The plots recommend that the deviation measure is reducing in systematic danger and rising in demand to purchase VIX futures. Because the deviation measure tracks the distinction in costs for practically similar claims throughout two markets, it’s stunning to discover a damaging relationship with danger, as danger ought to play the same function in each markets. One speculation for the outcomes is that hedgers might take revenue on lengthy positions in VIX futures when danger will increase, resulting in demand shocks which are correlated with will increase in systematic danger. The workers report offers vector autoregression and panel regression evaluation that finds assist for this speculation.
Deviation Measure throughout COVID-19 Pandemic
How did the deviation measure react throughout the COVID-19 pandemic? The determine beneath plots the deviation measure averaged throughout contracts towards a one-week forward forecast from a vector autoregression with the VIX index and supplier web place in VIX futures as variables. The deviation measure exhibited a muted response throughout the early phases of the pandemic, much like the discovering from a associated article exhibiting that VIX futures didn’t anticipate or present early warnings indicators for a way a lot the VIX index would enhance. Even because the VIX elevated from about 15 on February 18 to 47 on March 10, the deviation measure remained according to the forecast. It was not till the VIX index reached all-time highs in mid-March that the deviation measure declined considerably and produced a big forecast error. After March, the deviation measure remained low all through April and early Could and tended to shock to the draw back in comparison with the forecast, indicating even bigger dislocations than regular within the relative pricing of VIX futures and index choices.
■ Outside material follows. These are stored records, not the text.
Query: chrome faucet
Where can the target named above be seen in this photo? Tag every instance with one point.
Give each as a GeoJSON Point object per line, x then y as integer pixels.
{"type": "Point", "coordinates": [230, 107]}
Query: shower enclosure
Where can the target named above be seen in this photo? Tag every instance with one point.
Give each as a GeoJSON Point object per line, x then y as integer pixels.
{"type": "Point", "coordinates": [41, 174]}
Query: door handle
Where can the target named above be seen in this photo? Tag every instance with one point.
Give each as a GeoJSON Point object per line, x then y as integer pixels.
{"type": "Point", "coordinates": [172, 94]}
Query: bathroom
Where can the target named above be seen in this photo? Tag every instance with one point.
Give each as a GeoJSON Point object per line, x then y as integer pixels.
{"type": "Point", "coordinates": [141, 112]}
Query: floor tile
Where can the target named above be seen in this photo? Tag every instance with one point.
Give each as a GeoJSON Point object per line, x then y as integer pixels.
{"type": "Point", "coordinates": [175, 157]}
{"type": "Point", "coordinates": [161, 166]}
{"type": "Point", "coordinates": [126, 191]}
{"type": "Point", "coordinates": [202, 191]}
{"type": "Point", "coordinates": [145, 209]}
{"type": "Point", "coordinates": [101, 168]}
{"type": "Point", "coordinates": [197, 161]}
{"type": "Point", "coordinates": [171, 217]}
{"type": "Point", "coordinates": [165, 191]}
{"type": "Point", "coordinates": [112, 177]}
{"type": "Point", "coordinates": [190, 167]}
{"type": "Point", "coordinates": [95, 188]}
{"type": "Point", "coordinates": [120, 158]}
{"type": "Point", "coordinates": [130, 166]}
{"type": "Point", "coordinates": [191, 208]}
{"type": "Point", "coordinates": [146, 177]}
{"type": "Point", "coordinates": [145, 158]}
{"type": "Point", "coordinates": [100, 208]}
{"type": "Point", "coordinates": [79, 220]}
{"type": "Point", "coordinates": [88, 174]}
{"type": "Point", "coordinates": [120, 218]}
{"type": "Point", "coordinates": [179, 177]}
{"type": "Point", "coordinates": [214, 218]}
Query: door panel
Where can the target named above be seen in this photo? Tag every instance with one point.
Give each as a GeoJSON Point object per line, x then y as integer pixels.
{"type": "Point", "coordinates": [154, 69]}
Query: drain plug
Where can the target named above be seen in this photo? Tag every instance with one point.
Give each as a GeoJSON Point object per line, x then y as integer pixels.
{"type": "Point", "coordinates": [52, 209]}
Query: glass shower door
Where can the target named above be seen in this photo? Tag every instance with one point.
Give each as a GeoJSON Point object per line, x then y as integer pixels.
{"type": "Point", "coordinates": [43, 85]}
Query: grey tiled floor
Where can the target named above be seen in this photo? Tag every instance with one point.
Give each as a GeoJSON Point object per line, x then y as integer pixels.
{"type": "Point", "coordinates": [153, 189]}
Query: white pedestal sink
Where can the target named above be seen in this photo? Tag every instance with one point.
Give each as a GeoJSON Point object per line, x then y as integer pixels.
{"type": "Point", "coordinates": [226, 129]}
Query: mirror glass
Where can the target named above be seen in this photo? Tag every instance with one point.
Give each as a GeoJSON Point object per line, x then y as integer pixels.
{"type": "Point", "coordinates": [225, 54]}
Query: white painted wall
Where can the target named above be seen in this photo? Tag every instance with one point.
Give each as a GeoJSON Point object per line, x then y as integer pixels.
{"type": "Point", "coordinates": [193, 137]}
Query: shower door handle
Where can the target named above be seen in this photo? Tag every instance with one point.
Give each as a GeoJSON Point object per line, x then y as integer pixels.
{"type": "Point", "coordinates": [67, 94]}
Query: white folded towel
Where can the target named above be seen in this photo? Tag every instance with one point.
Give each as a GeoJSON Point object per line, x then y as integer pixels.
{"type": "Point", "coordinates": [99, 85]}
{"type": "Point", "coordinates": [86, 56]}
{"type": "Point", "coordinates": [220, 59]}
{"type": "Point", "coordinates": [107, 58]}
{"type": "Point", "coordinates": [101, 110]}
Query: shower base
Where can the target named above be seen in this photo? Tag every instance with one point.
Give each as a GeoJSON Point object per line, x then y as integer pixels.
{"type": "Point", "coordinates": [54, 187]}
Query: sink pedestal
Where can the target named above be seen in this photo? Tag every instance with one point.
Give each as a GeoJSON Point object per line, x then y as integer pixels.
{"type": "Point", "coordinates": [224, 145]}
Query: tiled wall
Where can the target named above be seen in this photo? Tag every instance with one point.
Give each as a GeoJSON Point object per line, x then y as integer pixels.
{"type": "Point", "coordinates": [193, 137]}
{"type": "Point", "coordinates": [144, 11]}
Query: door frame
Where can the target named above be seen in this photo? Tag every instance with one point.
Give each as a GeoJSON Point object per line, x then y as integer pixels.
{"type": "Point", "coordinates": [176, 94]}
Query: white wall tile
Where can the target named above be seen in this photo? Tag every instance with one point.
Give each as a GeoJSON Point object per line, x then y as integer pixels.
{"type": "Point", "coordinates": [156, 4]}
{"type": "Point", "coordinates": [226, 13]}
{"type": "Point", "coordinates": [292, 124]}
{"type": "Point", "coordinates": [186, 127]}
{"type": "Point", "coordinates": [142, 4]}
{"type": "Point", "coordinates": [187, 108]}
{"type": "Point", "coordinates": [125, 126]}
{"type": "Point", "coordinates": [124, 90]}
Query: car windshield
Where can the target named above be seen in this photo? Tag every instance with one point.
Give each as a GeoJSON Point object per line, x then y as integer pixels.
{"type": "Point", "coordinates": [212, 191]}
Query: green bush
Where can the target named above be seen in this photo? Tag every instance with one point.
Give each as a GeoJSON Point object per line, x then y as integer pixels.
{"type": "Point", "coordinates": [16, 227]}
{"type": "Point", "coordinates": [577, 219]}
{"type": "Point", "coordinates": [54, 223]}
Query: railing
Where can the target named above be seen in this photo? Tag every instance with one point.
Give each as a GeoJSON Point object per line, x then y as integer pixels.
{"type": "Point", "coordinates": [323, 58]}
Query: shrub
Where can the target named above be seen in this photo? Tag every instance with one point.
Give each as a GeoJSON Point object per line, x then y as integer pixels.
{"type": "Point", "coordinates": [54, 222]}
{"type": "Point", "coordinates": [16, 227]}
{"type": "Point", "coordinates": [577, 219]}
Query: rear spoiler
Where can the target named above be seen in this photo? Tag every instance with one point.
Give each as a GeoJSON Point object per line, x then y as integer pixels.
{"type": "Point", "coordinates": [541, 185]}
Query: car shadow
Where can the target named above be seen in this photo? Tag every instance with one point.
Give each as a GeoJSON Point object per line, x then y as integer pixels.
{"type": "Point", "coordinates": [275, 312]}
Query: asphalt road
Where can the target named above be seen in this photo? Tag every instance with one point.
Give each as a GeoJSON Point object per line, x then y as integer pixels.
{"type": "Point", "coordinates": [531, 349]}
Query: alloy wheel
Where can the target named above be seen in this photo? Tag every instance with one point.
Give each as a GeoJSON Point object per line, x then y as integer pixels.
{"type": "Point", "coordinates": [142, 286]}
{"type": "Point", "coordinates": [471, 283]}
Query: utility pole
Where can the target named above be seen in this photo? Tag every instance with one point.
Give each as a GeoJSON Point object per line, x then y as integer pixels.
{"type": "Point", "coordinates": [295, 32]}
In abstract, VIX futures exhibit systematic LOOP deviations from index choices. This result’s stunning as a result of the no-arbitrage relationship behind the deviation measure is well-known to choice merchants. The proof means that the deviations are associated to systematic danger and demand stress. Throughout the COVID-19 disaster, the deviations widened to all-time lows and revealed the presence of enormous dislocations within the relative costs of VIX futures and index choices that persevered into June 2020.
Peter Van Tassel is an economist within the Federal Reserve Financial institution of New York’s Analysis and Statistics Group.
Charles Smith is a senior analysis analyst within the Financial institution’s Analysis and Statistics Group.
How one can cite this publish:
Peter Van Tassel and Charles Smith, “The Legislation of One Worth in Fairness Volatility Markets,” Federal Reserve Financial institution of New York Liberty Avenue Economics, February 1, 2021, https://libertystreeteconomics.newyorkfed.org/2021/02/the-law-of-one-price-in-equity-volatility-markets.html.
The views expressed on this publish are these of the authors and don’t essentially mirror the place of the Federal Reserve Financial institution of New York or the Federal Reserve System. Any errors or omissions are the duty of the authors.